Open Fmazin opened 1 year ago
To do as of Sept 26 15:00: Find gaps in data, apparently no data in May? import calmap group by calendar date, bus_id (this counts as a trip, since a stop sequence 1~27 has the same bus_id until it changes to another stop sequence.) We could get the delay per trip, get the average of that, and then make a graph of that per day. (Jan 8 ~ June 30)
problem: group by calendar date returns multiple rows of the same date?
Done: correlation matrix, Daily total arrival delay over time (Jan 8 - June 30), year plot of data frequency per day.
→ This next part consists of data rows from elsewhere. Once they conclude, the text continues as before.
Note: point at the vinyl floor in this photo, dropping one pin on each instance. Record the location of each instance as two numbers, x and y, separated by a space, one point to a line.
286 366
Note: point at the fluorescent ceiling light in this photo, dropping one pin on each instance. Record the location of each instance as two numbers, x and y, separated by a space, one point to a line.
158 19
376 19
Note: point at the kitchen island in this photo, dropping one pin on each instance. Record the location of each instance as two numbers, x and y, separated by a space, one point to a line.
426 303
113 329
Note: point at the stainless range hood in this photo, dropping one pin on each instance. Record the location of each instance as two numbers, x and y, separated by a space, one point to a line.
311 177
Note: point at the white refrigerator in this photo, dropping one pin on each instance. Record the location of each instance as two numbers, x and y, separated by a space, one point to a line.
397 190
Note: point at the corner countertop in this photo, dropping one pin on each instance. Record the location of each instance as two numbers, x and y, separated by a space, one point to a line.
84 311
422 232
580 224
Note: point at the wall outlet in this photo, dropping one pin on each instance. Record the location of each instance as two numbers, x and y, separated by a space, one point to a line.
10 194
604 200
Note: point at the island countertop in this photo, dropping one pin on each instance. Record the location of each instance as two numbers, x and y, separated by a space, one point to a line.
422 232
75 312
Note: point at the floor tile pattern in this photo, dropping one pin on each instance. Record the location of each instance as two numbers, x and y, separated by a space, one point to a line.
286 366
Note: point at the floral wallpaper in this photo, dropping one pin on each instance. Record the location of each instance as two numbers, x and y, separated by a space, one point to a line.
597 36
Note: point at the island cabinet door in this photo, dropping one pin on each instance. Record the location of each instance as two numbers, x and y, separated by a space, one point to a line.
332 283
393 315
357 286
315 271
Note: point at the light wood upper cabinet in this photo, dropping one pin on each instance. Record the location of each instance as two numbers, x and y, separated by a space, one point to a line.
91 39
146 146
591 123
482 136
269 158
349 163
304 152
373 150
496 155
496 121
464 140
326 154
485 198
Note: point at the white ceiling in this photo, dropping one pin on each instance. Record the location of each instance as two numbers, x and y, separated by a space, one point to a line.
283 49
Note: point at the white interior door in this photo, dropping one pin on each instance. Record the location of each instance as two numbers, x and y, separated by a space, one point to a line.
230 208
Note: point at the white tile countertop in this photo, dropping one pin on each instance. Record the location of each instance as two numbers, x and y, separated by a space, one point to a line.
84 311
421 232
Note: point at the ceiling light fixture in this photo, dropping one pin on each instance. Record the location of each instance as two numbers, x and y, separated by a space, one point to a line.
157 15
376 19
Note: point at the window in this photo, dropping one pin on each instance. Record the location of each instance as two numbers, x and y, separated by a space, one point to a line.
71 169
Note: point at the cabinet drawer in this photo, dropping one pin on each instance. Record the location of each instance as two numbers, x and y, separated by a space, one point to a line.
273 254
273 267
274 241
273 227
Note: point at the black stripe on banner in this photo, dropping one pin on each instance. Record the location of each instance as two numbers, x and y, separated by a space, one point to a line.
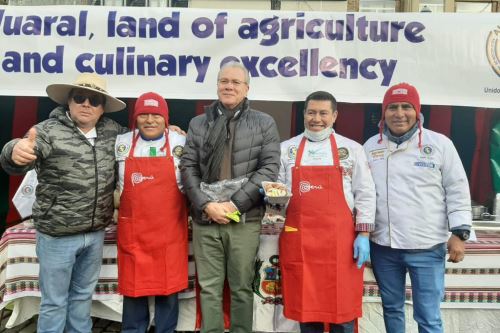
372 117
45 107
181 111
7 104
426 112
463 134
299 117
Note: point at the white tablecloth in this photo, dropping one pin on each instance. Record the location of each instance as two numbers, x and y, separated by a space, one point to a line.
472 300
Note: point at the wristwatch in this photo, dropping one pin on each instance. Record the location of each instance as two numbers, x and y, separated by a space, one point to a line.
463 234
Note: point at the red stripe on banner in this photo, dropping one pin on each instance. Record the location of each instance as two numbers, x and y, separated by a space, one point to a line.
351 121
200 106
440 119
293 121
25 116
481 184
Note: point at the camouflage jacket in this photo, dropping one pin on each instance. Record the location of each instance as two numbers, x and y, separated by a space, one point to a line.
75 179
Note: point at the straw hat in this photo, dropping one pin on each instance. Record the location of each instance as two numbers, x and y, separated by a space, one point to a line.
59 93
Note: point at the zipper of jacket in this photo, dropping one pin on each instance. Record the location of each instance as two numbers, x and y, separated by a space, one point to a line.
387 194
96 185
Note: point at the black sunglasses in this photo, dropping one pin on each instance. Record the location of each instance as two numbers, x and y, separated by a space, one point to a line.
94 100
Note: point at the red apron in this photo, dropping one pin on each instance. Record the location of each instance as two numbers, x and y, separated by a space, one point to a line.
321 282
152 228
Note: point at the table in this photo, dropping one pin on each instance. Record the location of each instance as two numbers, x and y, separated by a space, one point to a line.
471 304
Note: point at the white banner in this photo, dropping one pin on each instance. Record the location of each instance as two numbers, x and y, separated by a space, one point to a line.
452 59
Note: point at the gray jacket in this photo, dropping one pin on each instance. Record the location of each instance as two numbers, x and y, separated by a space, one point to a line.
255 155
75 179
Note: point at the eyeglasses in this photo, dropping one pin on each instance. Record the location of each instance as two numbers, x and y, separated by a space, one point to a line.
235 83
395 107
94 100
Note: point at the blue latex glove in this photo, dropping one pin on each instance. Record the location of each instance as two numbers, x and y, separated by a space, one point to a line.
263 193
361 249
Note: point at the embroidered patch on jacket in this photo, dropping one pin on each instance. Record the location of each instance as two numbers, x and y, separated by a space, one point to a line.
378 154
343 153
178 151
427 150
422 164
122 149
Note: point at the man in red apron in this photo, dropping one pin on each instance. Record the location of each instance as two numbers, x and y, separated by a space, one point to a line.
152 221
329 217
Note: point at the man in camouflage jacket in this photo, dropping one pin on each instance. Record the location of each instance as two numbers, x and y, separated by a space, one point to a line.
73 154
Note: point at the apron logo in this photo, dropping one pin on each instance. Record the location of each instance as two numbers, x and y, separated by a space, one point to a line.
305 187
138 178
343 153
27 190
178 151
122 148
267 280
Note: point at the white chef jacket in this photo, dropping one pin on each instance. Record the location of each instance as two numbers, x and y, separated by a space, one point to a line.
359 189
421 193
142 149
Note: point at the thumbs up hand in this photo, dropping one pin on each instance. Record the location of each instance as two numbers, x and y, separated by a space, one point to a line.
23 152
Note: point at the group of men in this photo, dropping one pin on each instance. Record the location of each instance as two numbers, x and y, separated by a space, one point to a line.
393 199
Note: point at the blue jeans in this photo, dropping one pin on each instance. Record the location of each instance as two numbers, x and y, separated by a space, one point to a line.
69 269
135 316
426 270
334 328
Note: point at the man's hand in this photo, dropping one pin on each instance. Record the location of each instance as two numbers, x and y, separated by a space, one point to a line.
23 152
362 248
216 211
176 129
456 249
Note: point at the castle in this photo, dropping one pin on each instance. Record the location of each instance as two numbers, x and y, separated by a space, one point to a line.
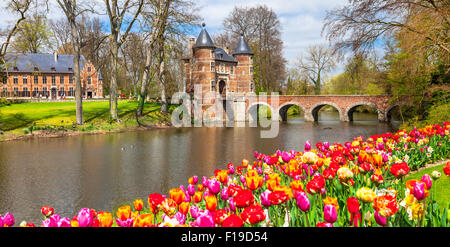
216 70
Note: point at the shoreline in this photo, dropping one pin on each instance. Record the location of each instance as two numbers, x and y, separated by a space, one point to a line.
68 133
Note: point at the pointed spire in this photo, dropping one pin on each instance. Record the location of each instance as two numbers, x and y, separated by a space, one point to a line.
204 40
242 47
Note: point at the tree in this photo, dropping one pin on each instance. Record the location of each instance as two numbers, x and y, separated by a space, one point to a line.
73 10
122 16
33 35
262 30
318 60
18 7
359 24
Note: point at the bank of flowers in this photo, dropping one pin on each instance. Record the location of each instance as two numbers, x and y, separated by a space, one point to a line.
361 183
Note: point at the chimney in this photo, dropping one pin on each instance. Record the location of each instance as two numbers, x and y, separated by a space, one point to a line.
191 46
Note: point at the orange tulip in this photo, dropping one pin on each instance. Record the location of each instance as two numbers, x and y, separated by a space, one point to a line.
143 220
138 204
197 196
123 213
177 195
222 176
211 202
104 219
254 182
184 207
271 184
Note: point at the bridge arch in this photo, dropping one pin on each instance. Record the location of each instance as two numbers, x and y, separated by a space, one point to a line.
351 109
313 114
252 111
283 109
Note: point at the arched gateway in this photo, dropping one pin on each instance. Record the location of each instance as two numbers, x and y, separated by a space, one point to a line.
344 104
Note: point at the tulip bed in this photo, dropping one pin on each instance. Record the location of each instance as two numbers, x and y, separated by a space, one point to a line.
356 184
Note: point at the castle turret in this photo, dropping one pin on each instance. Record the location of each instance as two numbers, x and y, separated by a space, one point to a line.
244 70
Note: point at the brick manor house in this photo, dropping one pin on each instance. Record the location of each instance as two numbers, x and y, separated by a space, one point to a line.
50 76
215 69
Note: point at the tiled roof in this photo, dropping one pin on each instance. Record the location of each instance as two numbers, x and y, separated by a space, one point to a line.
223 56
29 62
242 48
204 40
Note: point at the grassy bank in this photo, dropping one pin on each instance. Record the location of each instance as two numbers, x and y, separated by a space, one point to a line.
18 120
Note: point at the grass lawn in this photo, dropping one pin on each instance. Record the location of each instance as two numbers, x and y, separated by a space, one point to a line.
440 188
17 117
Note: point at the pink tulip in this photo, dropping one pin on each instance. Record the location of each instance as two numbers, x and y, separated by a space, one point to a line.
85 217
64 222
329 213
8 219
427 180
214 186
194 211
419 191
265 199
303 201
205 219
191 190
224 193
307 145
382 221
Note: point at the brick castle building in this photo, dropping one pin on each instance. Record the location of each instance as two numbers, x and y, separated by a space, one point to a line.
33 75
215 69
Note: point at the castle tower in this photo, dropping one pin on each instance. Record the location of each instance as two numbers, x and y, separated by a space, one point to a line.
244 69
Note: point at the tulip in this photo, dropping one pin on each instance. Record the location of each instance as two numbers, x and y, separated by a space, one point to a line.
329 213
191 189
427 180
194 211
8 219
303 201
382 221
265 198
85 217
214 186
419 191
307 145
64 222
47 211
138 205
224 193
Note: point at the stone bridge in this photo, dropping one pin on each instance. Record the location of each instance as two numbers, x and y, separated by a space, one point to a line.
344 104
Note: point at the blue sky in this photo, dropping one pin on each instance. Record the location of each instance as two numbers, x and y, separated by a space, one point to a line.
301 20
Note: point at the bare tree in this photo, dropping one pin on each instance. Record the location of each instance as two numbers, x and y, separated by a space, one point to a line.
122 16
18 7
318 60
359 24
73 10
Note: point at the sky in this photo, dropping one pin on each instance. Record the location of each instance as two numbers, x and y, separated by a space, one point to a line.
301 20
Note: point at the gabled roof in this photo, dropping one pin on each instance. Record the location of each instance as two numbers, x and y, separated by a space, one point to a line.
242 48
204 40
27 62
221 55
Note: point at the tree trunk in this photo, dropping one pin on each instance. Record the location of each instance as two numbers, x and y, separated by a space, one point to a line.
77 72
113 84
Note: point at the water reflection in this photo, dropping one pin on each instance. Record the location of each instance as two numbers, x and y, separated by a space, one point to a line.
106 171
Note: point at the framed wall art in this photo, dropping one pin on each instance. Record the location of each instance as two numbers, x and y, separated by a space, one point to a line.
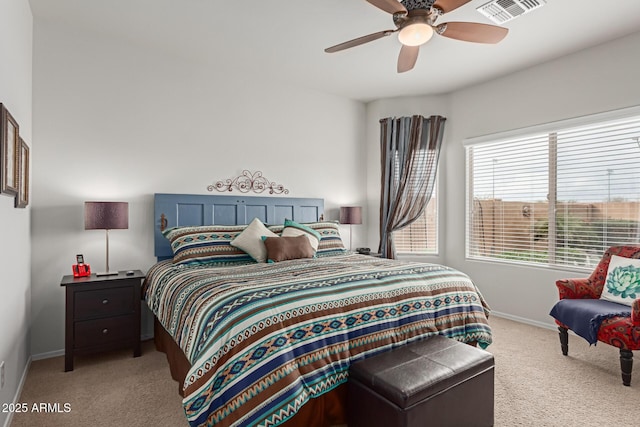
9 152
22 198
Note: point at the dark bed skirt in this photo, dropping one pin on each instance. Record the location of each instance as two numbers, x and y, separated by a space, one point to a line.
323 411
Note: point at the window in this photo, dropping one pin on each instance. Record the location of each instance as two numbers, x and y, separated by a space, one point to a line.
558 194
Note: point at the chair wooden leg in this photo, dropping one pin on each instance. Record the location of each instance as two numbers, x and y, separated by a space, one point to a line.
626 365
564 340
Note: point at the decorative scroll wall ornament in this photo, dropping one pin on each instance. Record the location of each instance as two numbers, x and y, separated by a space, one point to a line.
249 181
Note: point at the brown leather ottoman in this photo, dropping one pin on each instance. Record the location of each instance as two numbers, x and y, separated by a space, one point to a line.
434 382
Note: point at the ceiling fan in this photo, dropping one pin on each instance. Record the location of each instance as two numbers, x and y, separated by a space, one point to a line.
415 25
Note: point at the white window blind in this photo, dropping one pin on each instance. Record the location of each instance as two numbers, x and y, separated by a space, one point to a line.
420 237
559 197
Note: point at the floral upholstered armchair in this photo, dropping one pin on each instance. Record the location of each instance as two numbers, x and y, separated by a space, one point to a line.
610 299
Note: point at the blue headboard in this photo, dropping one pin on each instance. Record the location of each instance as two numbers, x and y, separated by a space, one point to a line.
172 210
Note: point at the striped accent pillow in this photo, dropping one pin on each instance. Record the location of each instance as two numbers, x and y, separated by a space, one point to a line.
330 241
206 244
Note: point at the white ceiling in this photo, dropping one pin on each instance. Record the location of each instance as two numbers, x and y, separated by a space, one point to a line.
285 40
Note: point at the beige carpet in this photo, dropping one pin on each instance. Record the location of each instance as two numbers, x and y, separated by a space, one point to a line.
535 386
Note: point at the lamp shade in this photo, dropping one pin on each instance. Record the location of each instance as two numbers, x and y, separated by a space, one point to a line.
106 215
351 215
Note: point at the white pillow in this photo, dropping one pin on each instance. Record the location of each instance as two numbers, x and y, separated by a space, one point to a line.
250 240
622 284
293 229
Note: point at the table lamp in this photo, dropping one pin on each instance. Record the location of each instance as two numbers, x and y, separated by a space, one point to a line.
106 216
350 215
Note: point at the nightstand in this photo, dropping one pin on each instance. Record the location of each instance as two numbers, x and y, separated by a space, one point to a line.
102 314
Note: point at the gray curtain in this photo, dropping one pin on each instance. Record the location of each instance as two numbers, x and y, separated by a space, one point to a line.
410 151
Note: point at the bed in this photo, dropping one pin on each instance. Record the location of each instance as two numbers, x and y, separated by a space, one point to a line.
270 343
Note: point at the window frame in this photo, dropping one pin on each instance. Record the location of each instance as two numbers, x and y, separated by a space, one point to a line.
519 134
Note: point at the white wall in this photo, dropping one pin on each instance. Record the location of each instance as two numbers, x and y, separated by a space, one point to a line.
15 259
118 122
599 79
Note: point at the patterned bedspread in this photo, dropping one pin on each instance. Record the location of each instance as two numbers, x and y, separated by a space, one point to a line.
263 339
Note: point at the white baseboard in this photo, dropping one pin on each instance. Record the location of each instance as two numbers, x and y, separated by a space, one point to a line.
48 354
16 397
524 320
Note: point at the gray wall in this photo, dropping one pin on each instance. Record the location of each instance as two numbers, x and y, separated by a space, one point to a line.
15 253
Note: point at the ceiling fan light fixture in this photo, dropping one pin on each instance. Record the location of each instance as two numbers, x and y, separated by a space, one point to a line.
415 34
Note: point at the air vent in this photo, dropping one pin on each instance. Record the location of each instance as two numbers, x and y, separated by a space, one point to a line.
501 11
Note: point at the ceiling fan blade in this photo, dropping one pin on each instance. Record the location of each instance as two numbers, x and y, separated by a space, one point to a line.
391 6
359 41
472 32
449 5
407 58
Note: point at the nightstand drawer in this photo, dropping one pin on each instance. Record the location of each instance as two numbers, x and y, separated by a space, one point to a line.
95 303
103 331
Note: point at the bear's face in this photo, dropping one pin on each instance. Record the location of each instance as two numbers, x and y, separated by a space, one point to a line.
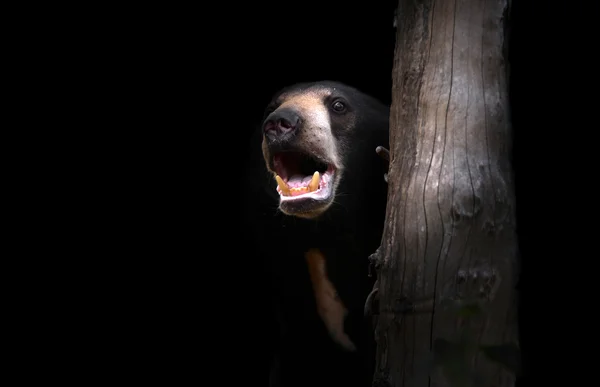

things to consider: sommartidtabell started 24 June 2022 (midsommar). studenten is around early june
In the csv, early buses are shown as negative delays (ie a bus that is 60 minutes early has an arrival_delay = -60). SO If there is a bus that is 60 minutes late on the same day, the total delay for that day is.... 0 seconds. We can either disregard early buses as outliers, or get the absolute value of the early buses to get a "deviation from scheduled time" instead of delays (we have a graph to compare abs to delay).
Also there's a bus that is supposedly 58 minutes early.
May 25: there are buses (plural) that are 30 min late, and there are buses (plural!) that are 30 min early. It could be that the buses are making up for these late buses since they are 30 min early.
June 9: Simply late. no buses that are AS early to make up for it. probably studenten.
June 30: a single, 1 hour early (bus id 41361): no delays as significant that can justify this. We are thinking we can exclude this early bus on this day as outliers.
Create graphs that the correlation of the attributes to each other, their general spread, etc.
Only start this one after finishing #1 and #2.